On Mississippi at Federal. This is a dauntingly broad intersection, wide roads in both directions. Strip mall tucked in the northeast corner. You see the numbers there on the post. 

It is a large cavernous room with small televisions in the corner, no design element to sectionalize, it appears one area in the back is slightly elevated. Non decorative fish tanks, the kind that seafood sellers keep live fish, common Asian elements of near uniform size, too small, out of scale for the room, and rectangular shape, too many of them, and hung too high, spaced regularly but incongruently and themeless, other than being Asian.

They could use a designer.

The chairs promote rigid posture. No slouching, oh no, you will be sitting up straight, and it's not just me, it's everybody. At other times it is a dim sum restaurant. 

They were offering two lobsters for $20.00 so we went there. I suspected nonsense lobsters. I've been suspicious ever since those silly little things in Reno that my brother, James, and I had. So I ordered Peking duck too. My friend was appled. I mean appalled. I said, "look I just want a backup plan, okay?"  

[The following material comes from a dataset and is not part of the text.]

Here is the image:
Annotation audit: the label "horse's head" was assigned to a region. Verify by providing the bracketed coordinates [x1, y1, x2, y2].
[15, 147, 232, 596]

They brought out a plate with steamed dumplings the likes I have not seen. I learned something. A dough ball, flattened, folded, steamed for a minute. It's stuck together but can be peeled apart like a tiny moist soft taco. The plate also had crispy duck skin with streaks of flesh still on. Another plate had spring onion and duck sauce.  The idea was to make a little sandwich with the duck skin. My friend thought it strange, very strange indeed, then ate it all. I had one and that was enough for me. I thought that was it for the Peking duck I ordered but then they brought out another larger platter of duck piled so compactly that it appeared to be two ducks, which we could not finish. And all that was a half order of Peking duck. So, that was my backup plan but it came out first on three plates. The skin presented first to be enjoyed separately as tiny sandwiches, I think. It could have been the whole meal for two people. 

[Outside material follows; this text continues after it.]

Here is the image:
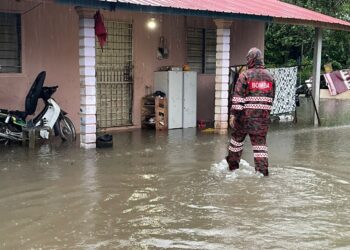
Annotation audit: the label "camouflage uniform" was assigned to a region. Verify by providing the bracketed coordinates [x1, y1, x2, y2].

The lobsters are real lobsters. I was wrong. I apologize for all my careless assumptions.

It is the best presentation of lobster I've ever had. They chop it to bits to open it all up and then presumably wok to slather the whole pile of two chopped lobsters inside and out with an outrageously flavorful sticky saucy coating. With all that preparation it is still a complete mess to consume. We had a pile of crumpled paper napkins, piles of broken bits of carapace taken away on separate plates to clear the mess, both of us had fingers that would not be wiped clean. We poured our drinking water onto napkins and got off the worst of it. I would describe the extravagantly proteinaceous meal a straight up pig out except that it's lobster and duck and not pig. 








Okay, now you see these people slumped over and I said the chairs promote stiff posture. They're all doing it. That is the only alternate position. Mostly Asian students, it seemed to me, mostly young the night we were there. Serious eaters. When they cease leaning into it then the only possibility is straight up so they eat and leave. That is what I saw.

I have to say, the whole meal was quite extraordinary. The greens we had were ordered separately. 

So there is that. Before I left to go out tonight, on my way out my door, I noticed that one of my neighbors left this package right at my front door. It's a dozen tiny cupcakes with some kind of red filling.